Um nicht nur die Wirtschaft, sondern auch Politik zu schützen, hat sich der neue Präsident Macron hohe Ziele gesetzt. Mit dem Leitmotiv „sowohl als auch“ will er nicht nur die Bürger, die ihn gewählt haben, ob nun aus Protest gegen die rechtspopulistische Kandidatin Marie le Pen oder aus Überzeugung, sondern alle Franzosen, auch diejenigen, welche sich zur Wahl enthalten haben, überzeugen und auf seine Seite ziehen. Schließlich muss er noch die Mehrheit im Abgeordnetenhaus bei den bevorstehenden Parlamentswahlen im Juni erkämpfen. Diese will er unter anderem durch Vorsätze wie die „Moralisierung der Politik“, Angleichung der Renten, Reduzierung der Arbeitslosenquote und Lockerung des Arbeitsrechtes gewinnen. Weiterhin könnte Macron durch sein Einwirken zur Beendigung der Niedrigzinspolitik den Reformunwillen der Franzosen bändigen und damit seine innenpolitischen Gegner mundtot machen. Das schon längst überfällig zu scheinende Ende der expansiven Geldpolitik würde das Vertrauen der Sparer und Märkte steigern, die gefährlichen Ankäufe von Staats- und Unternehmensanleihen eindämmen und die Entstehung bzw.
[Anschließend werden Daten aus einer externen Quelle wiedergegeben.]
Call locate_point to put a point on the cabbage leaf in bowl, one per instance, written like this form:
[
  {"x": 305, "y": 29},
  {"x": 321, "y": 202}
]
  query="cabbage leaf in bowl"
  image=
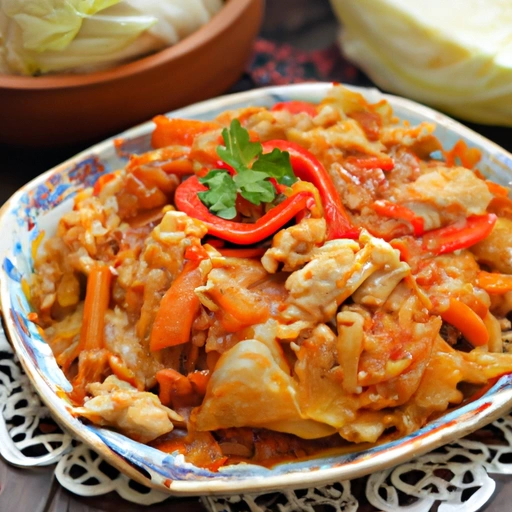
[
  {"x": 453, "y": 55},
  {"x": 85, "y": 35}
]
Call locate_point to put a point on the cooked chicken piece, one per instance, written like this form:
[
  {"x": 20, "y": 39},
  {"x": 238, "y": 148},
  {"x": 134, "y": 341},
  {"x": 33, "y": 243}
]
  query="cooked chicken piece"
[
  {"x": 375, "y": 362},
  {"x": 295, "y": 246},
  {"x": 445, "y": 194},
  {"x": 496, "y": 250},
  {"x": 336, "y": 271},
  {"x": 137, "y": 414},
  {"x": 250, "y": 388},
  {"x": 232, "y": 293}
]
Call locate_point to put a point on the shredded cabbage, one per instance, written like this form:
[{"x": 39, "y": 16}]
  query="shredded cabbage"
[
  {"x": 453, "y": 54},
  {"x": 41, "y": 36}
]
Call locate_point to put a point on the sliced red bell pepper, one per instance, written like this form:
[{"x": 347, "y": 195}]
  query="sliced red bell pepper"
[
  {"x": 296, "y": 107},
  {"x": 187, "y": 201},
  {"x": 307, "y": 167},
  {"x": 459, "y": 235},
  {"x": 397, "y": 211}
]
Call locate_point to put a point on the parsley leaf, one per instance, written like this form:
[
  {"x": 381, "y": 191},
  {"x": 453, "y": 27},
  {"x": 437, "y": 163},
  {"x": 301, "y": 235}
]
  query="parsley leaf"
[
  {"x": 239, "y": 151},
  {"x": 277, "y": 165},
  {"x": 221, "y": 194},
  {"x": 255, "y": 187},
  {"x": 253, "y": 171}
]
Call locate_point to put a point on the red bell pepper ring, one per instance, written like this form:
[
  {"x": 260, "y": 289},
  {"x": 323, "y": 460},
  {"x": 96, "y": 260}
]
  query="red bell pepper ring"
[
  {"x": 459, "y": 236},
  {"x": 187, "y": 201},
  {"x": 307, "y": 167},
  {"x": 397, "y": 211},
  {"x": 296, "y": 107}
]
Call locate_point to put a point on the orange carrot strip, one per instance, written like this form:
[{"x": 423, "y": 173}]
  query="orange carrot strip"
[
  {"x": 468, "y": 157},
  {"x": 172, "y": 385},
  {"x": 181, "y": 167},
  {"x": 199, "y": 381},
  {"x": 177, "y": 310},
  {"x": 253, "y": 252},
  {"x": 182, "y": 132},
  {"x": 476, "y": 304},
  {"x": 155, "y": 177},
  {"x": 147, "y": 198},
  {"x": 146, "y": 217},
  {"x": 467, "y": 322},
  {"x": 97, "y": 298},
  {"x": 121, "y": 371},
  {"x": 92, "y": 365},
  {"x": 501, "y": 206},
  {"x": 494, "y": 283},
  {"x": 496, "y": 189},
  {"x": 102, "y": 181}
]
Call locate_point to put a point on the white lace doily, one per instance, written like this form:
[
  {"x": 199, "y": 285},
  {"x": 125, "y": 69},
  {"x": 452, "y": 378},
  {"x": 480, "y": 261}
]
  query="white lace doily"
[{"x": 454, "y": 478}]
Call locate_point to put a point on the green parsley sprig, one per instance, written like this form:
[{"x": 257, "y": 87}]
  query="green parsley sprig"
[{"x": 253, "y": 172}]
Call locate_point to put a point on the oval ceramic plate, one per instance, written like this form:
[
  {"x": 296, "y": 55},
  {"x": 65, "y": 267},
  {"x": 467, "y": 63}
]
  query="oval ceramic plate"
[{"x": 36, "y": 208}]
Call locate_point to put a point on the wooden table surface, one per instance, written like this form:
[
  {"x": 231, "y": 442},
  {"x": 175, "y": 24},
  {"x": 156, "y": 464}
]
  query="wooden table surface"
[{"x": 36, "y": 490}]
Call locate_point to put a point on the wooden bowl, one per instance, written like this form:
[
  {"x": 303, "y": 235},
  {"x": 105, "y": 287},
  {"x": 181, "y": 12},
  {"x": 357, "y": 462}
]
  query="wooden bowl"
[{"x": 59, "y": 110}]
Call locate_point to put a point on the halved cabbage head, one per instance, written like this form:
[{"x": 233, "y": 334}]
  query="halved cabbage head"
[
  {"x": 453, "y": 54},
  {"x": 41, "y": 36}
]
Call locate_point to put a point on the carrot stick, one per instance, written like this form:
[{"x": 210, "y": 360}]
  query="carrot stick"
[
  {"x": 491, "y": 282},
  {"x": 181, "y": 132},
  {"x": 172, "y": 385},
  {"x": 496, "y": 189},
  {"x": 178, "y": 308},
  {"x": 97, "y": 297},
  {"x": 468, "y": 157},
  {"x": 467, "y": 322}
]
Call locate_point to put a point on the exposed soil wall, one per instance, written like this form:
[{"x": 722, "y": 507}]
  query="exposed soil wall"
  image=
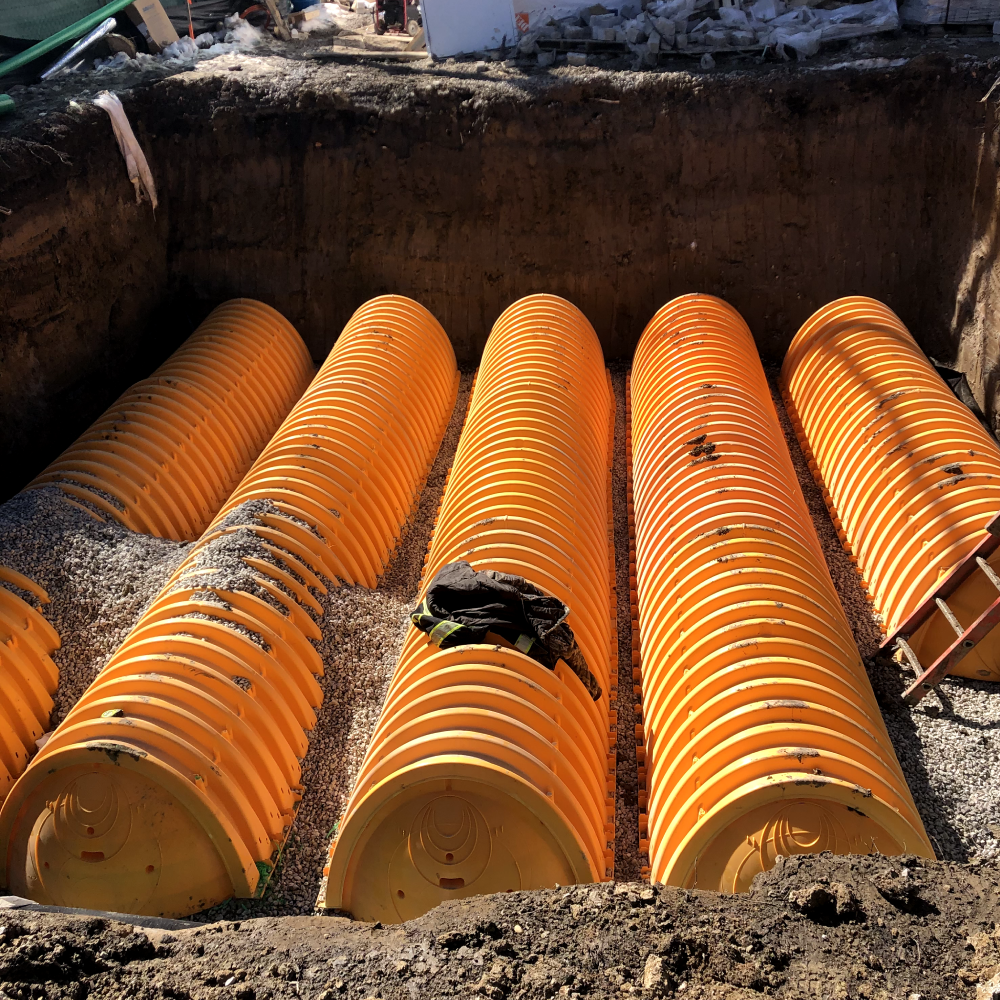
[
  {"x": 314, "y": 186},
  {"x": 82, "y": 271}
]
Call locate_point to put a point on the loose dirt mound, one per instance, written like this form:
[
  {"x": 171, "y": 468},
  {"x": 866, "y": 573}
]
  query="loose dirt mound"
[{"x": 815, "y": 926}]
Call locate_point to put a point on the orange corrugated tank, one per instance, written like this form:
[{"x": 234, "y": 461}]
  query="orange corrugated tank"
[
  {"x": 911, "y": 476},
  {"x": 29, "y": 677},
  {"x": 163, "y": 459},
  {"x": 174, "y": 780},
  {"x": 487, "y": 771},
  {"x": 763, "y": 737}
]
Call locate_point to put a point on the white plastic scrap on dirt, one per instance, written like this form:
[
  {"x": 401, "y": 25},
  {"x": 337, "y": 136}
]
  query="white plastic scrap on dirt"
[
  {"x": 322, "y": 17},
  {"x": 454, "y": 27},
  {"x": 135, "y": 160}
]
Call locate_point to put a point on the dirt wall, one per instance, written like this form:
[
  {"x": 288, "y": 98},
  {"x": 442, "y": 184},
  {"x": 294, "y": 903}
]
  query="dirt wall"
[
  {"x": 314, "y": 186},
  {"x": 82, "y": 271},
  {"x": 779, "y": 192}
]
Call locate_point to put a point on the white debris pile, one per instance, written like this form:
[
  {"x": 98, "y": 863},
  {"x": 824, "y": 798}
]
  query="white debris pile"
[
  {"x": 236, "y": 35},
  {"x": 801, "y": 26},
  {"x": 323, "y": 17}
]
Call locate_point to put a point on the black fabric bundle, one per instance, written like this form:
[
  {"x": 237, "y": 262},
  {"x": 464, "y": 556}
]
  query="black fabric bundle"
[{"x": 462, "y": 605}]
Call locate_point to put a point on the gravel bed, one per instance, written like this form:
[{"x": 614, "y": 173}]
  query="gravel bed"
[
  {"x": 99, "y": 576},
  {"x": 949, "y": 745},
  {"x": 627, "y": 859}
]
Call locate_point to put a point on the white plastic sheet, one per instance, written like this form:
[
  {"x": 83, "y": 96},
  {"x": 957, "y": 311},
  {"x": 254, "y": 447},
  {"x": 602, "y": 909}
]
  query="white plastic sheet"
[{"x": 135, "y": 160}]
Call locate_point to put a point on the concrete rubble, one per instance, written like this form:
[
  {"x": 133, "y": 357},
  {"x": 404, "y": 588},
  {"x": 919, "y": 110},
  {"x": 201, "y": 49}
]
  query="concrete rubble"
[{"x": 702, "y": 26}]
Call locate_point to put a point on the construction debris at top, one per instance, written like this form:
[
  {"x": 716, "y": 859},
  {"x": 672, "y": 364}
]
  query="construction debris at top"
[{"x": 708, "y": 26}]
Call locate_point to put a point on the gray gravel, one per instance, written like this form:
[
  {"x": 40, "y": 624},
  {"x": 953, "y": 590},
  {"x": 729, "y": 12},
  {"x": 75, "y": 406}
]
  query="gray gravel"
[
  {"x": 627, "y": 858},
  {"x": 99, "y": 577},
  {"x": 949, "y": 745}
]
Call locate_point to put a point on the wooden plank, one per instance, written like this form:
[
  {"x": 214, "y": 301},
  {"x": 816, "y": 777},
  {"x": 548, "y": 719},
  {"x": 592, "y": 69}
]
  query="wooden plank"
[
  {"x": 987, "y": 546},
  {"x": 954, "y": 654}
]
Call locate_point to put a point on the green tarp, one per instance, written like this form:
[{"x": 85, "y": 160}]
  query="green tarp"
[{"x": 33, "y": 20}]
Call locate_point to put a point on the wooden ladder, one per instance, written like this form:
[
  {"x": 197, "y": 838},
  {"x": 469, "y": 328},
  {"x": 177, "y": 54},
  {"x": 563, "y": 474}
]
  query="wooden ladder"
[{"x": 966, "y": 639}]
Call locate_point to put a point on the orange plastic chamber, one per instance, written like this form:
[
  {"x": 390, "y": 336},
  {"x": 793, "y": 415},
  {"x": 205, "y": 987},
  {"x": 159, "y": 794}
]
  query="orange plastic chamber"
[
  {"x": 165, "y": 456},
  {"x": 174, "y": 780},
  {"x": 911, "y": 476},
  {"x": 488, "y": 772},
  {"x": 28, "y": 677},
  {"x": 763, "y": 737}
]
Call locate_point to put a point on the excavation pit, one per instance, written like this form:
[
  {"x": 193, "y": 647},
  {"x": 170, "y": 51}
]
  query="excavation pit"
[{"x": 324, "y": 184}]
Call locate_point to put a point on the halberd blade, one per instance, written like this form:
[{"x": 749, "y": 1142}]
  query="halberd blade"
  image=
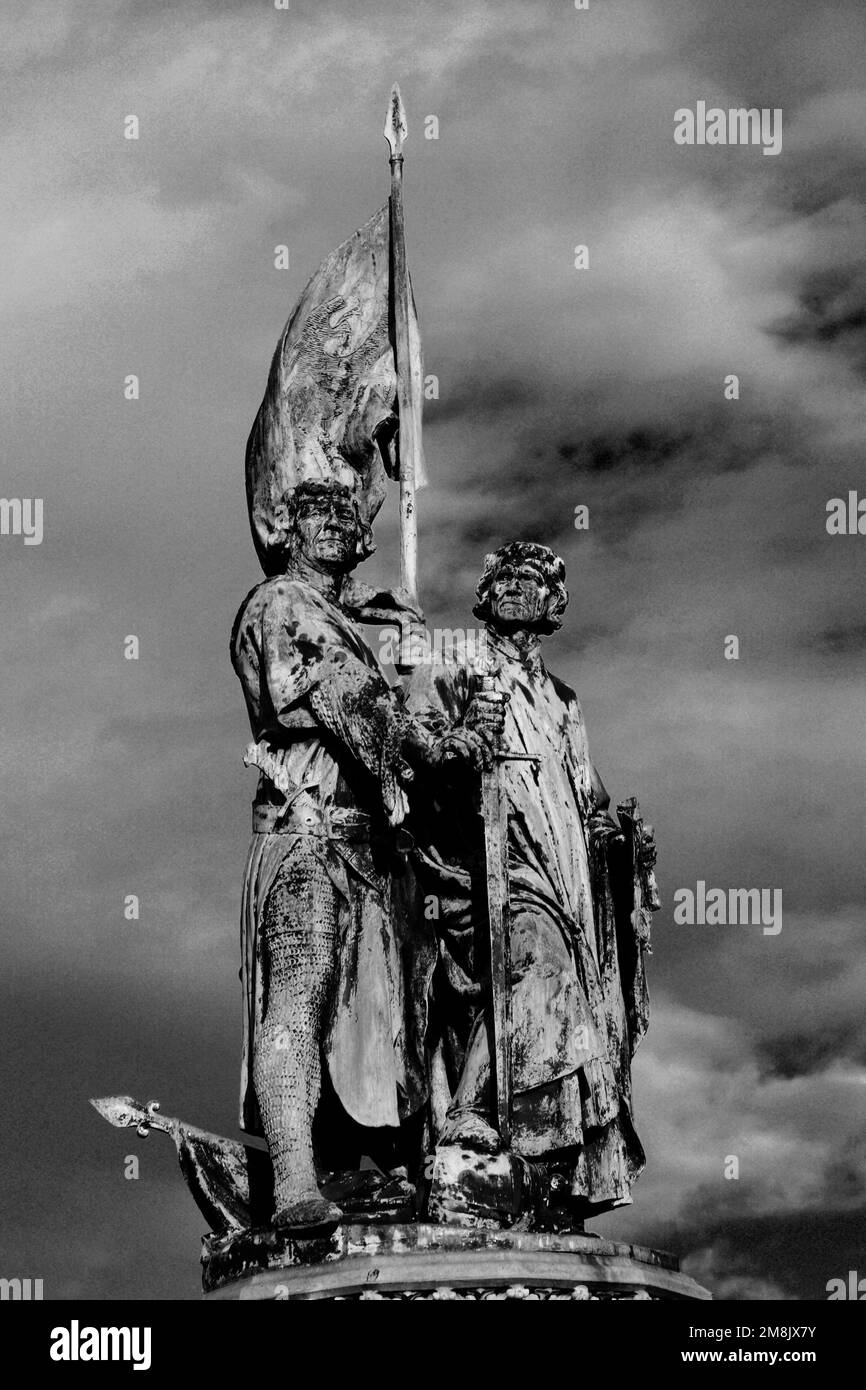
[{"x": 120, "y": 1111}]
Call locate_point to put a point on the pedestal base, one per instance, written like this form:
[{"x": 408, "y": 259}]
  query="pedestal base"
[{"x": 424, "y": 1261}]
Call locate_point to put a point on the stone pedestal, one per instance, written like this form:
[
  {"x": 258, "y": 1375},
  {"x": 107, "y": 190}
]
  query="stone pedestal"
[{"x": 445, "y": 1262}]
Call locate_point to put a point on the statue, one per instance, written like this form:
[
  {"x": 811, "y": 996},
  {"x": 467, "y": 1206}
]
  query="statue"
[
  {"x": 577, "y": 997},
  {"x": 442, "y": 926},
  {"x": 331, "y": 969}
]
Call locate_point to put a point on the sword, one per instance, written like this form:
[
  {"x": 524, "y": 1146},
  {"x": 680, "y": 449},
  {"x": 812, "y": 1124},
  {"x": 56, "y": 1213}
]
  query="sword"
[{"x": 495, "y": 813}]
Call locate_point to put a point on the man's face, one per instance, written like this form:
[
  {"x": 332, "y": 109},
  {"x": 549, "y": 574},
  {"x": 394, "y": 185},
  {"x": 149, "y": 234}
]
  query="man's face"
[
  {"x": 519, "y": 595},
  {"x": 328, "y": 531}
]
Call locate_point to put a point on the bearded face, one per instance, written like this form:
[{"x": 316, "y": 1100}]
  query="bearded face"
[
  {"x": 519, "y": 597},
  {"x": 327, "y": 530}
]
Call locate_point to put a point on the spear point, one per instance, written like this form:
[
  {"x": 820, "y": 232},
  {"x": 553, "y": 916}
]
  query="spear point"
[{"x": 395, "y": 123}]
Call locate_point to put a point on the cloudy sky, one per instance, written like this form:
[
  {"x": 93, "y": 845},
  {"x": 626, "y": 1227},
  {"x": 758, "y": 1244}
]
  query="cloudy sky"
[{"x": 558, "y": 387}]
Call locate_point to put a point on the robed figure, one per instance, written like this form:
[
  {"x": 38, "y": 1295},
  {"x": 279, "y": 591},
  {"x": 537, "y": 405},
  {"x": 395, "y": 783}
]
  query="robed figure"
[{"x": 578, "y": 1002}]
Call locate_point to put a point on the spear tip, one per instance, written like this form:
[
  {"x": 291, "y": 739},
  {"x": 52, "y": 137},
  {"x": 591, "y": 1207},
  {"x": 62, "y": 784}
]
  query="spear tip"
[{"x": 395, "y": 121}]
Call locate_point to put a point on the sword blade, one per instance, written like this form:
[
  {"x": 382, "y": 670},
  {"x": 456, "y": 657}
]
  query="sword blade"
[{"x": 495, "y": 841}]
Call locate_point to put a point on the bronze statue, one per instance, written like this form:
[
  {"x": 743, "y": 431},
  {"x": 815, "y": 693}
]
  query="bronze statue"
[
  {"x": 444, "y": 926},
  {"x": 576, "y": 963}
]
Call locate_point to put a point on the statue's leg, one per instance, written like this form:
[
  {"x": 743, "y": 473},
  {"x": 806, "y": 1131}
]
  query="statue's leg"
[{"x": 299, "y": 948}]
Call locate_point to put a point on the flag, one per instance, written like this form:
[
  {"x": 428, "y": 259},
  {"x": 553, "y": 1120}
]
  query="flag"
[{"x": 330, "y": 406}]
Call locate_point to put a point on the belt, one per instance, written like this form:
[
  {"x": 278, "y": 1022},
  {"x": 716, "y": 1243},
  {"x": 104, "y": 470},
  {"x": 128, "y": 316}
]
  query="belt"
[{"x": 332, "y": 823}]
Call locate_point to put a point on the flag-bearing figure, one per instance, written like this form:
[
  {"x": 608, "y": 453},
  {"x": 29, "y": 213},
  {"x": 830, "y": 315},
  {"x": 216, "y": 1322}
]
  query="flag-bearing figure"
[
  {"x": 335, "y": 975},
  {"x": 578, "y": 891},
  {"x": 335, "y": 995}
]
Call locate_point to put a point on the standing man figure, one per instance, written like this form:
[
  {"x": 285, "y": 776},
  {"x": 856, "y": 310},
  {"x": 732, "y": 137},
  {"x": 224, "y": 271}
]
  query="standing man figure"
[
  {"x": 574, "y": 976},
  {"x": 327, "y": 977}
]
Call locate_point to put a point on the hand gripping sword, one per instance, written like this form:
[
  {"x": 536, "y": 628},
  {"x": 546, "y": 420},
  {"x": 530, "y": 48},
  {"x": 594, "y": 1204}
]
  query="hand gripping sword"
[{"x": 495, "y": 813}]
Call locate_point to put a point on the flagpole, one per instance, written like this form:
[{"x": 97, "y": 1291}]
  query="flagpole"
[{"x": 407, "y": 385}]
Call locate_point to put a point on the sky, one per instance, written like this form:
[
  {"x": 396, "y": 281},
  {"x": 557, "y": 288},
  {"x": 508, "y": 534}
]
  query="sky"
[{"x": 558, "y": 387}]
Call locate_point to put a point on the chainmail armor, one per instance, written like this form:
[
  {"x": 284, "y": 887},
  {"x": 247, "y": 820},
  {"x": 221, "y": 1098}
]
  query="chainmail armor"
[{"x": 299, "y": 958}]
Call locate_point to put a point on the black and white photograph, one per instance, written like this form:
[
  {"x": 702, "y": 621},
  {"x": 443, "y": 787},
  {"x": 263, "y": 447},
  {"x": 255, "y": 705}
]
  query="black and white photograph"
[{"x": 434, "y": 548}]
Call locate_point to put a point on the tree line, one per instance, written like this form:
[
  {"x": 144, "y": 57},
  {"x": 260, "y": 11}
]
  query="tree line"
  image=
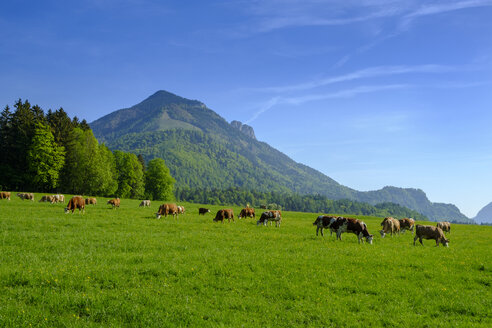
[
  {"x": 292, "y": 202},
  {"x": 53, "y": 153}
]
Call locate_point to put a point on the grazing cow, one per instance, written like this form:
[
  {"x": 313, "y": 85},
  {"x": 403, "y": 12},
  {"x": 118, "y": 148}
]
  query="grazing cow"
[
  {"x": 224, "y": 214},
  {"x": 59, "y": 198},
  {"x": 25, "y": 195},
  {"x": 324, "y": 222},
  {"x": 115, "y": 202},
  {"x": 74, "y": 203},
  {"x": 145, "y": 203},
  {"x": 167, "y": 209},
  {"x": 407, "y": 224},
  {"x": 90, "y": 201},
  {"x": 354, "y": 226},
  {"x": 270, "y": 216},
  {"x": 445, "y": 226},
  {"x": 430, "y": 232},
  {"x": 247, "y": 212},
  {"x": 5, "y": 195},
  {"x": 390, "y": 225}
]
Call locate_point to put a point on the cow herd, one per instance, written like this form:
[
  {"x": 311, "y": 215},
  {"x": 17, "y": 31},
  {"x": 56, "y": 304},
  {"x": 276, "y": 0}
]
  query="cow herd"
[
  {"x": 337, "y": 225},
  {"x": 390, "y": 226}
]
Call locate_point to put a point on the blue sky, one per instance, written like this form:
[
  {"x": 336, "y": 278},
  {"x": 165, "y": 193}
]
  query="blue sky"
[{"x": 369, "y": 92}]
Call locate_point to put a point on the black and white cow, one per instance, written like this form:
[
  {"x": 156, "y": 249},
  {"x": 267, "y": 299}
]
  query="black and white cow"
[
  {"x": 324, "y": 222},
  {"x": 354, "y": 226}
]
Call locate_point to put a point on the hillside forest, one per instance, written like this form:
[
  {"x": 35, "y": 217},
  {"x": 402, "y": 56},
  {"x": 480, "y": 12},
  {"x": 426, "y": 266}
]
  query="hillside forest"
[{"x": 53, "y": 153}]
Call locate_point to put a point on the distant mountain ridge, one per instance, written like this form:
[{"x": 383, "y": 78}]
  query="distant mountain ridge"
[
  {"x": 203, "y": 150},
  {"x": 484, "y": 215}
]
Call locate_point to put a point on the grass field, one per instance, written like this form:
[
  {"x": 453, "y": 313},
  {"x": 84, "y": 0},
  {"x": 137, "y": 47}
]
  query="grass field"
[{"x": 125, "y": 268}]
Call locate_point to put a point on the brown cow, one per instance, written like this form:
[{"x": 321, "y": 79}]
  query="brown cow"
[
  {"x": 390, "y": 225},
  {"x": 58, "y": 198},
  {"x": 25, "y": 195},
  {"x": 115, "y": 202},
  {"x": 224, "y": 214},
  {"x": 5, "y": 195},
  {"x": 445, "y": 226},
  {"x": 430, "y": 232},
  {"x": 74, "y": 203},
  {"x": 47, "y": 198},
  {"x": 270, "y": 216},
  {"x": 324, "y": 222},
  {"x": 355, "y": 226},
  {"x": 167, "y": 209},
  {"x": 247, "y": 212},
  {"x": 407, "y": 224},
  {"x": 90, "y": 201},
  {"x": 145, "y": 203}
]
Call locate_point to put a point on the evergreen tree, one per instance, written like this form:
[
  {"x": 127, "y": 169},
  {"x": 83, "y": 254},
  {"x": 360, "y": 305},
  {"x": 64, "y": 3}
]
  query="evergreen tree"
[
  {"x": 107, "y": 172},
  {"x": 130, "y": 175},
  {"x": 45, "y": 159},
  {"x": 158, "y": 181}
]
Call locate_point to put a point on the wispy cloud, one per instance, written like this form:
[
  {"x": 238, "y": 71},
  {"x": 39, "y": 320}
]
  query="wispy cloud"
[
  {"x": 370, "y": 72},
  {"x": 346, "y": 93},
  {"x": 353, "y": 92},
  {"x": 440, "y": 8}
]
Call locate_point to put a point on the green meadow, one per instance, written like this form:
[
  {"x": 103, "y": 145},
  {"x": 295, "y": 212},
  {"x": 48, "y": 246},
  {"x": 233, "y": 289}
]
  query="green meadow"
[{"x": 123, "y": 267}]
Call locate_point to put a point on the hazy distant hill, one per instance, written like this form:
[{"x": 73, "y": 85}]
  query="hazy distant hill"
[
  {"x": 484, "y": 215},
  {"x": 203, "y": 150}
]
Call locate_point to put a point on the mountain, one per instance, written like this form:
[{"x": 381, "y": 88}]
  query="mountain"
[
  {"x": 202, "y": 150},
  {"x": 484, "y": 215}
]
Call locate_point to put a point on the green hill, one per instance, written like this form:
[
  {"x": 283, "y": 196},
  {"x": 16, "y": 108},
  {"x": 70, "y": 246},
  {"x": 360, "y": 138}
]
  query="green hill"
[{"x": 203, "y": 150}]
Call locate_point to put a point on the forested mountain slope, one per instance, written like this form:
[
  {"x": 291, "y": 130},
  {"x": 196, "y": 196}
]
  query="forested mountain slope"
[{"x": 203, "y": 150}]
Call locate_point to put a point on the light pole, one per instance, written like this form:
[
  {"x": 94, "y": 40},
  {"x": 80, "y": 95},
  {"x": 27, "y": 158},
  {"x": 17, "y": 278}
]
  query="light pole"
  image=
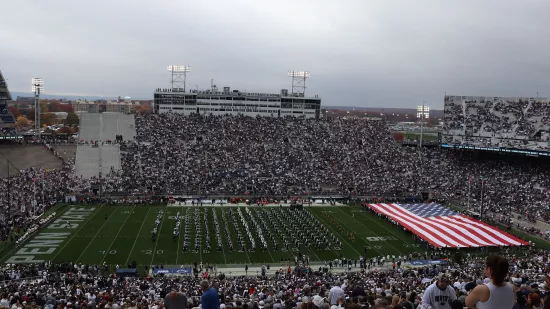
[
  {"x": 37, "y": 87},
  {"x": 179, "y": 79},
  {"x": 179, "y": 75},
  {"x": 422, "y": 112}
]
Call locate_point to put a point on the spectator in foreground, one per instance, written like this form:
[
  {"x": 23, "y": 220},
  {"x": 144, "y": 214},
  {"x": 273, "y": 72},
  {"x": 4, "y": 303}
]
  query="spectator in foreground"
[
  {"x": 209, "y": 298},
  {"x": 496, "y": 294},
  {"x": 175, "y": 300},
  {"x": 440, "y": 294}
]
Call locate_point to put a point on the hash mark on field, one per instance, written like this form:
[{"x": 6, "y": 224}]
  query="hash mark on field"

Vergrößerung neuer bzw. bestehender Blasen verhindern. Doch selbst mit dem jungen Staatschef, der nur so voller Tatendrang zu strotzen scheint, ist es eher unwahrscheinlich, dass sich die Währungshüter von dieser Euphorie und diesem Engagement insoweit beeinflussen lassen, dass sie ihre Vorgehensweise in diesem oder auch im kommenden Jahr ändern werden. Schließlich haben diese ja noch die anderen Südländer der EU im Nacken sitzen, die durch die Nullzinspolitik ihre hohen Schulden abbauen. Nicht, dass diese auch noch das Tabuwort „Exit“ in den Mund nehmen und mit einem Ausstieg aus der momentan sehr sensiblen Eurozone drohen.

Mit einer weiteren Senkung des Leitzinses in den Minusbereich ist jedoch auch nicht zu rechnen. Laut EZB-Direktor Yves Mersch, einem Mitglied des EZB-Führungsteams, sollten Diskussionen über jegliche Änderungen strukturiert und umsichtig diskutiert werden, ausgeschlossen werden diese aber nicht. Allem Anschein nach hängt der Verlauf der Geldpolitik der Europäischen Zentralbank also von Macron’s Reformpaket ab. Sollte dieses furchten, würde es Signale in die richtige Richtung lenken, der wirtschaftlichen Entwicklung Europas in die Karten spielen und der EZB einen Anlass für schrittweise Normalisierung des Zinsniveaus geben. Zudem ist Frankreich einer der wichtigsten Handelspartner für Deutschland. Nach dem Brexit, den Diskrepanzen mit Russland, der Stagnation der chinesischen Wirtschaft und den Türkei-Unruhen liegt es nur in dem Interesse der Deutschen, dass die französische Wirtschaft sich positiv entwickelt.